Marcus Terentius Varro was a Roman polymath, scholar, and writer, often considered one of the most learned men of ancient Rome. He was renowned for his vast knowledge and ability to compile, organize, and synthesize information from various sources, including text
Varro is a text-based search engine inspired by Apache Lucene, attempting to offer a familiar API and general concepts, but with no attempt to be a drop in replacement for Lucene.
This is where the rust library code lives, it's the actual implementation of Varro.
cd lib
cargo build
cargo fmt
cargo clippy
cargo test
Theres a bunch of example programs to run in lib/examples, they all rely on a "documents" folder, which for now is a collection of my own blog posts, in markdown.
cargo run --example ingest # this will ingest the /documents folder into a search index on your local machine (.index/ in this directory)
cargo run --example webserver # a basic webserver where you can issue queries via curl
curl http://127.0.0.1:8080\?q\=\~%27first%20taste%20of%20emacs%27 | jq # this will query ~'first taste of emacs' which will do a vector search on that query string
curl http://127.0.0.1:8080\?q\=\emacs%26-gorilla | jq # this will query emacs & -gorilla, so documents with the term emacs but not gorilla. See lib/src/vql.rs for more query info
Python bindings for the Varro library. This is a wip and not actively maintained. The gist is that the pyvarro/bindings rust project essentially wraps the Varro library and exports python types. Then on build it generates a .so file. Copy that .so file into the pyvarro python source code (uv project) to run pyvarro with the latest Varro version.
pyvarro/examples has a uv project that builds the pyvarro library and runs a basic index and search program.
Completely unready.
Custom query language for querying the Varro search index. It's basic, but growing. Today it is essentially boolean expressions on "selectors" where a selector is of the form operation?field?:?query-string.
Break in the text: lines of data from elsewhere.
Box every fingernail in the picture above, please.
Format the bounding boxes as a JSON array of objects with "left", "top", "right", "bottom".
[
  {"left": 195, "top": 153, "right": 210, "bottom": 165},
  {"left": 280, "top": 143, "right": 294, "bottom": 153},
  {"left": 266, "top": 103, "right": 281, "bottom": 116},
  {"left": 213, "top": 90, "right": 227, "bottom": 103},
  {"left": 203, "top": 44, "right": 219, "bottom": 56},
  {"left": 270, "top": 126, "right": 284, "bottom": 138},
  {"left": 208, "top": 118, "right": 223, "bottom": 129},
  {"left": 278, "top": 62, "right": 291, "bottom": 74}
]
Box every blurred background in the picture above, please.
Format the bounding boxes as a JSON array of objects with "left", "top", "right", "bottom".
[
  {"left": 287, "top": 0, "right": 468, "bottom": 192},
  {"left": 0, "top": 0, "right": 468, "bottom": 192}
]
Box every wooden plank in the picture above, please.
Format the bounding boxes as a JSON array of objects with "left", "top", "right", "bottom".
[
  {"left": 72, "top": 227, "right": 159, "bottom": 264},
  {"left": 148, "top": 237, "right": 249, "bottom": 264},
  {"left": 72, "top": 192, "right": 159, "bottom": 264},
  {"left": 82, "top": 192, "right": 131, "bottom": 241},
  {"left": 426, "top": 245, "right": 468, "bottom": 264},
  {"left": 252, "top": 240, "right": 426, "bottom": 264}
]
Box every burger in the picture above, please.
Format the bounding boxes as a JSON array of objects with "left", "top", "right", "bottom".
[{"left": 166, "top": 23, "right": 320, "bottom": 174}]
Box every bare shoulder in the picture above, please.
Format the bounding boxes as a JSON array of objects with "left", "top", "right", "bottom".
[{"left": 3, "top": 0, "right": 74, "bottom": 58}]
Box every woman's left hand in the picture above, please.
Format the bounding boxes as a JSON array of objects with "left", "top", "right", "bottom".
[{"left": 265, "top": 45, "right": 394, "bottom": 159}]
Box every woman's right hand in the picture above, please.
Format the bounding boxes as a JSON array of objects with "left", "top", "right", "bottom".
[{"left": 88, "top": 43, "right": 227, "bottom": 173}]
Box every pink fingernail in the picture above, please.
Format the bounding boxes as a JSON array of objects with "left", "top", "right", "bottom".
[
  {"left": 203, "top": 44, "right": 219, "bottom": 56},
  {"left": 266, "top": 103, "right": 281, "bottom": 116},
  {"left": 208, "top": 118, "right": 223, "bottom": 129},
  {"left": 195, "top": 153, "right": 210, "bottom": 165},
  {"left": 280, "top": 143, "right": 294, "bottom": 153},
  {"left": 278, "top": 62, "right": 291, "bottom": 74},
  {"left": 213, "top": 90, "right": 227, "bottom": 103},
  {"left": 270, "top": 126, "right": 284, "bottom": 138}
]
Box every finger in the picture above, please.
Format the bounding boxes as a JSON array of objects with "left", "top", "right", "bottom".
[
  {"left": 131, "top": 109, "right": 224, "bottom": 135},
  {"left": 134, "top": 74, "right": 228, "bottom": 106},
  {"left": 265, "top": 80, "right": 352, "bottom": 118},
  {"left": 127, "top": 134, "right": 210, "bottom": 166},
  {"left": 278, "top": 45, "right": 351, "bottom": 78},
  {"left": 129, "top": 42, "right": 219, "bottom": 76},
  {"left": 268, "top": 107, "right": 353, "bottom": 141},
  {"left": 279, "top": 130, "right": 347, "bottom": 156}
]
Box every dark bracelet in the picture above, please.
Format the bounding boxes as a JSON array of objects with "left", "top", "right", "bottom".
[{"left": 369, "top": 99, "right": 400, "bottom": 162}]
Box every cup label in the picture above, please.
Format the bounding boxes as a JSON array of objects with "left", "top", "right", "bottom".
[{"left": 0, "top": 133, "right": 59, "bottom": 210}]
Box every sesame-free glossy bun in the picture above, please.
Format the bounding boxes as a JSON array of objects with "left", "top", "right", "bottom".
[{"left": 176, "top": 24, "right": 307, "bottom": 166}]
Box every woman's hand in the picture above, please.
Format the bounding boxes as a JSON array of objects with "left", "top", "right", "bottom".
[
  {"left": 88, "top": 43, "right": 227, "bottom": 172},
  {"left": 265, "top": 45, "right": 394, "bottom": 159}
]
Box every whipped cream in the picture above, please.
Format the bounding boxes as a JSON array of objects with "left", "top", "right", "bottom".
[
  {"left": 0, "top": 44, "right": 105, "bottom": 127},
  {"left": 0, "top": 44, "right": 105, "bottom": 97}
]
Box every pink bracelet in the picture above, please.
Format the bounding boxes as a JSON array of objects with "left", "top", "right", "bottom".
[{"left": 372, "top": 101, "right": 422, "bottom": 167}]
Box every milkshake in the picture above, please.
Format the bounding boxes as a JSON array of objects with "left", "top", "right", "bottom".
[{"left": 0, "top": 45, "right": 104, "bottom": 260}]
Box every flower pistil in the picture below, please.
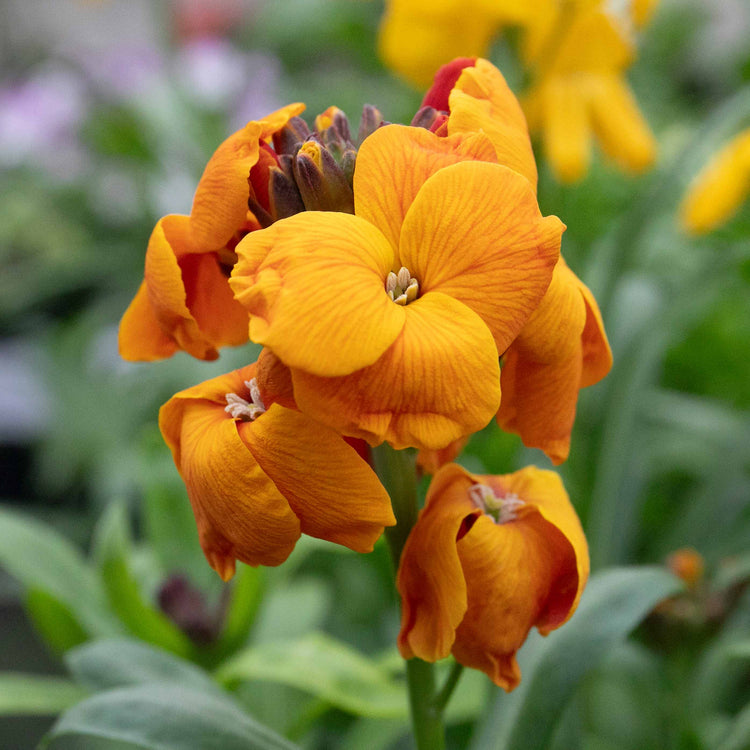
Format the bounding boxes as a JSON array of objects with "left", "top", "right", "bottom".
[{"left": 224, "top": 378, "right": 266, "bottom": 422}]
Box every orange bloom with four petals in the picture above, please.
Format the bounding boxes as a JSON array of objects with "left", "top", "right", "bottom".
[
  {"left": 159, "top": 364, "right": 396, "bottom": 580},
  {"left": 119, "top": 104, "right": 304, "bottom": 360},
  {"left": 396, "top": 464, "right": 589, "bottom": 690},
  {"left": 230, "top": 125, "right": 564, "bottom": 449}
]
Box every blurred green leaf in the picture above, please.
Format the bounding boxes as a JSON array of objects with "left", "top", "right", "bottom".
[
  {"left": 216, "top": 563, "right": 265, "bottom": 654},
  {"left": 716, "top": 705, "right": 750, "bottom": 750},
  {"left": 94, "top": 503, "right": 193, "bottom": 656},
  {"left": 472, "top": 567, "right": 682, "bottom": 750},
  {"left": 0, "top": 508, "right": 122, "bottom": 636},
  {"left": 40, "top": 685, "right": 295, "bottom": 750},
  {"left": 216, "top": 633, "right": 407, "bottom": 717},
  {"left": 65, "top": 638, "right": 222, "bottom": 695},
  {"left": 24, "top": 588, "right": 89, "bottom": 654},
  {"left": 0, "top": 672, "right": 88, "bottom": 716}
]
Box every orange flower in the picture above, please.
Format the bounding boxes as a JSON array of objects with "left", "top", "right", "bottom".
[
  {"left": 159, "top": 364, "right": 396, "bottom": 580},
  {"left": 119, "top": 104, "right": 304, "bottom": 360},
  {"left": 396, "top": 464, "right": 589, "bottom": 690},
  {"left": 497, "top": 256, "right": 612, "bottom": 464},
  {"left": 230, "top": 125, "right": 563, "bottom": 449}
]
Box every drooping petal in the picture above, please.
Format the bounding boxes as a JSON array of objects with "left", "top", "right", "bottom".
[
  {"left": 397, "top": 464, "right": 588, "bottom": 690},
  {"left": 159, "top": 367, "right": 301, "bottom": 580},
  {"left": 230, "top": 211, "right": 404, "bottom": 376},
  {"left": 190, "top": 104, "right": 305, "bottom": 252},
  {"left": 180, "top": 253, "right": 248, "bottom": 346},
  {"left": 144, "top": 215, "right": 219, "bottom": 359},
  {"left": 400, "top": 162, "right": 565, "bottom": 353},
  {"left": 396, "top": 464, "right": 481, "bottom": 662},
  {"left": 240, "top": 404, "right": 396, "bottom": 552},
  {"left": 497, "top": 340, "right": 582, "bottom": 465},
  {"left": 118, "top": 281, "right": 177, "bottom": 362},
  {"left": 448, "top": 59, "right": 537, "bottom": 189},
  {"left": 292, "top": 293, "right": 500, "bottom": 449},
  {"left": 354, "top": 125, "right": 497, "bottom": 253}
]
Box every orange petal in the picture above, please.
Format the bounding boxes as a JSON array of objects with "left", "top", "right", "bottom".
[
  {"left": 497, "top": 341, "right": 582, "bottom": 464},
  {"left": 179, "top": 253, "right": 248, "bottom": 346},
  {"left": 512, "top": 256, "right": 586, "bottom": 364},
  {"left": 118, "top": 281, "right": 177, "bottom": 362},
  {"left": 412, "top": 465, "right": 588, "bottom": 690},
  {"left": 292, "top": 293, "right": 500, "bottom": 449},
  {"left": 159, "top": 367, "right": 300, "bottom": 579},
  {"left": 354, "top": 125, "right": 497, "bottom": 253},
  {"left": 230, "top": 211, "right": 404, "bottom": 376},
  {"left": 190, "top": 104, "right": 305, "bottom": 252},
  {"left": 144, "top": 215, "right": 213, "bottom": 359},
  {"left": 576, "top": 278, "right": 612, "bottom": 388},
  {"left": 240, "top": 404, "right": 396, "bottom": 552},
  {"left": 400, "top": 162, "right": 565, "bottom": 353},
  {"left": 396, "top": 464, "right": 481, "bottom": 662},
  {"left": 448, "top": 59, "right": 537, "bottom": 190}
]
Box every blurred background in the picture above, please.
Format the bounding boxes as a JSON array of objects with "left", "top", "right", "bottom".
[{"left": 0, "top": 0, "right": 750, "bottom": 750}]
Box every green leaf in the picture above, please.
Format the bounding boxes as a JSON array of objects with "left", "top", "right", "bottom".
[
  {"left": 65, "top": 638, "right": 222, "bottom": 695},
  {"left": 472, "top": 566, "right": 681, "bottom": 750},
  {"left": 24, "top": 588, "right": 88, "bottom": 654},
  {"left": 94, "top": 503, "right": 193, "bottom": 656},
  {"left": 716, "top": 705, "right": 750, "bottom": 750},
  {"left": 0, "top": 672, "right": 88, "bottom": 716},
  {"left": 40, "top": 684, "right": 296, "bottom": 750},
  {"left": 0, "top": 508, "right": 122, "bottom": 636},
  {"left": 217, "top": 633, "right": 407, "bottom": 718}
]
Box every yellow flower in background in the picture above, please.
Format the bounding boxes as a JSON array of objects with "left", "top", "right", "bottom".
[
  {"left": 159, "top": 364, "right": 396, "bottom": 580},
  {"left": 396, "top": 464, "right": 589, "bottom": 690},
  {"left": 380, "top": 0, "right": 656, "bottom": 182},
  {"left": 523, "top": 2, "right": 656, "bottom": 182},
  {"left": 680, "top": 129, "right": 750, "bottom": 234},
  {"left": 380, "top": 0, "right": 549, "bottom": 88}
]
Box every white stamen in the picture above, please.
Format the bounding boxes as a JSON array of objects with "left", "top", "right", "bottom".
[
  {"left": 469, "top": 484, "right": 526, "bottom": 523},
  {"left": 385, "top": 266, "right": 419, "bottom": 305},
  {"left": 224, "top": 378, "right": 266, "bottom": 422},
  {"left": 385, "top": 271, "right": 398, "bottom": 299}
]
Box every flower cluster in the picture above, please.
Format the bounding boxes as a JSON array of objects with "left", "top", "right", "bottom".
[
  {"left": 120, "top": 59, "right": 611, "bottom": 689},
  {"left": 380, "top": 0, "right": 656, "bottom": 182}
]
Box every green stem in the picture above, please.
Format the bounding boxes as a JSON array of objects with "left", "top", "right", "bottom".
[
  {"left": 434, "top": 662, "right": 464, "bottom": 711},
  {"left": 372, "top": 443, "right": 445, "bottom": 750}
]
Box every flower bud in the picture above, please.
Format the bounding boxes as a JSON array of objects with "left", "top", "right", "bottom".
[{"left": 293, "top": 139, "right": 354, "bottom": 214}]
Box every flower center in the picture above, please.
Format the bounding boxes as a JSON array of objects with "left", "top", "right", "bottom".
[
  {"left": 224, "top": 378, "right": 266, "bottom": 422},
  {"left": 385, "top": 266, "right": 419, "bottom": 305},
  {"left": 469, "top": 484, "right": 526, "bottom": 523}
]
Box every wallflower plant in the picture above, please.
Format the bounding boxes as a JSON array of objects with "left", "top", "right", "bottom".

Valid operations +,-,~ which are include, exclude and similar, respectively.
- + BM25 search on the index
- - BM25 negation, essentially run BM25 on the index and exclude these documents from the results
- ~ vector search
Some valid queries:
title:cats & cats | -body:dog & (title:dog | ~body:hound)cats~body:'hello from the other siiiiiiiide' & -artist:adelle
As you might have guessed from the query language, Varro supports mixing BM25 search with Vector Search to give you the best of both when it suits you. The vector search is backed by a sqlite database.
The Varro library lets you choose from using the local filesystem (default) or S3-compatible object storage for where the index is stored. The FileSystem trait is what defines how Varro reads and writes results to the index, so in theory you could write your own "Filesystem" backend and plug it in. Right now it's not possible to plug in a non-supported filesystem however, maybe something for the future.